Hier ist der Quellcode:

```
import java.awt.Dimension;
import java.awt.Toolkit;
import java.awt.event.ActionEvent;
import java.awt.event.ActionListener;
import java.awt.*;
import java.awt.event.*;
import javax.swing.*;
public class Quiz_Fenster extends JFrame implements ActionListener {
 Dimension dim = Toolkit.getDefaultToolkit().getScreenSize();
 JLabel frage;
 JButton ant[] = new JButton[4];
 JPanel panel;
 JFrame w1;
 boolean fragebeantwortet, schleife;
 public static void main(String[] args) {
  new Quiz_Fenster();
 }
 public Quiz_Fenster() {
  panel = new JPanel();
  w1 = new JFrame();
  w1.setSize(400, 400);
  w1.setLocation((int)(dim.getWidth() - 700) / 2, (int)(dim.getHeight() - 1500 / 2));
  w1.setDefaultCloseOperation(JFrame.EXIT_ON_CLOSE);
  w1.setVisible(true);
  w1.setLayout(null);
  frage = new JLabel("Was ist die Hauptstadt von Deutschland");
  frage.setBounds(52, 15, 250, 40);
  w1.add(frage);
  ant[0] = new JButton(" Stuttgart ");
  ant[0].setBounds(52, 90, 120, 40);
  w1.add(ant[0]);
  ant[1] = new JButton(" München ");
  ant[1].setBounds(52, 160, 120, 40);
  w1.add(ant[1]);
  ant[2] = new JButton(" Berlin");
  ant[2].setBounds(220, 90, 120, 40);
  w1.add(ant[2]);
  ant[3] = new JButton(" Bonn ");
  ant[3].setBounds(220, 160, 120, 40);
  w1.add(ant[3]);
  frage = new JLabel();
  ant[0].addActionListener(this);
  ant[1].addActionListener(this);
  ant[2].addActionListener(this);
  ant[3].addActionListener(this);
 }
 public void actionPerformed(ActionEvent ae) {
  for (int durchlauf = 0; durchlauf < 5; durchlauf++) {
   if (ae.getSource() == this.ant[0]) {
    if ((!(fragebeantwortet))) {
     ant[0].setBackground(new Color(255, 0, 0));
     ant[2].setBackground(new Color(0, 255, 0));
     fragebeantwortet = true;
    }
   } else if (ae.getSource() == this.ant[1]) {
    if ((!(fragebeantwortet))) {
     ant[1].setBackground(new Color(255, 0, 0));
     ant[2].setBackground(new Color(0, 255, 0));
     fragebeantwortet = true;
    }
   } else if (ae.getSource() == this.ant[2]) {
    if ((!(fragebeantwortet))) {
     ant[2].setBackground(new Color(0, 255, 0));
     fragebeantwortet = true;
    }
   } else if (ae.getSource() == this.ant[3]) {
    if ((!(fragebeantwortet))) {
     ant[3].setBackground(new Color(255, 0, 0));
     ant[2].setBackground(new Color(0, 255, 0));
     fragebeantwortet = true;
    }
   }
  }
 }
```
Wäre schön wenn mir jemand weiterhelfen könnte :/


----------



## udo-100 (11. Mai 2016)

Bitte den Code mit Formatierung mit dem IKON <Einfügen - Code> hier einstellen.
Das Lesen ist sonst eine Herausforderung.


----------



## Java20134 (12. Mai 2016)

Ich würde Dir vorschlagen eine Datenbank oder einfache Textdatei mit allen möglichen Fragen zu erstellen und anschließend wählst du bei richtiger Antwort eine neue pseudozufällige Frage mit vier Antworten aus!
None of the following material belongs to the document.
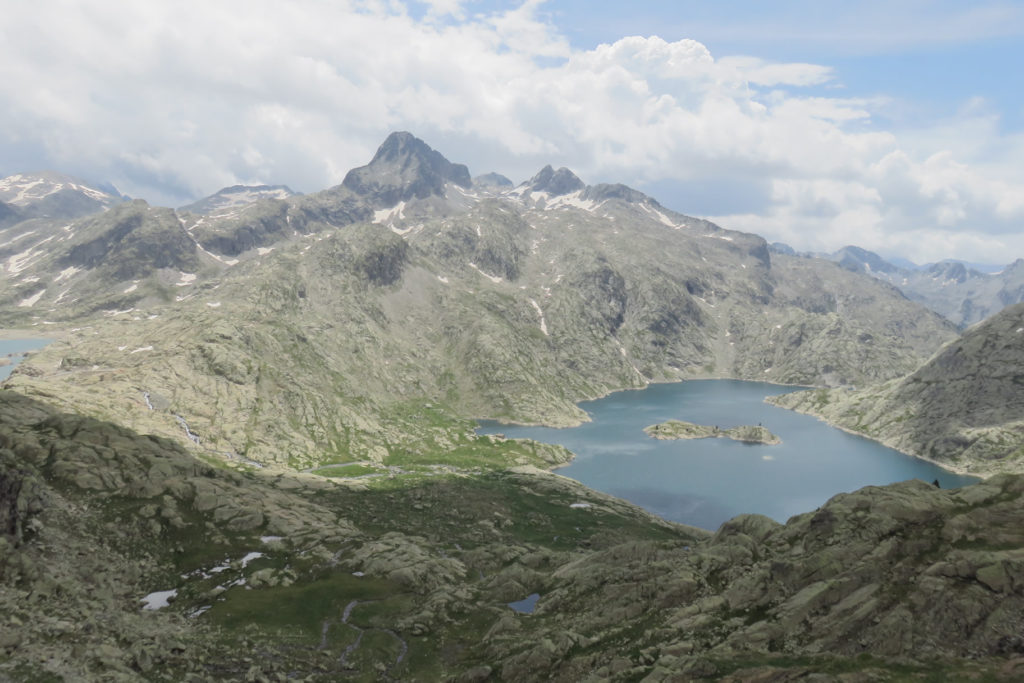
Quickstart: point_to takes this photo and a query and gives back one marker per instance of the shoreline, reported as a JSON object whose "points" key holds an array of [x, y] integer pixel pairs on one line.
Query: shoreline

Dabei musst du beachten, dass die richtige Antwort auch in der Datenbank angegeben werden muss, bspw. als Ziffer, damit man die vom Benutzer eingegebene Auswahl überprüfen kann.


----------



## KaYon (12. Mai 2016)

Java20134 hat gesagt.:


> Ich würde Dir vorschlagen eine Datenbank oder einfache Textdatei mit allen möglichen Fragen zu erstellen und anschließend wählst du bei richtiger Antwort eine neue pseudozufällige Frage mit vier Antworten aus!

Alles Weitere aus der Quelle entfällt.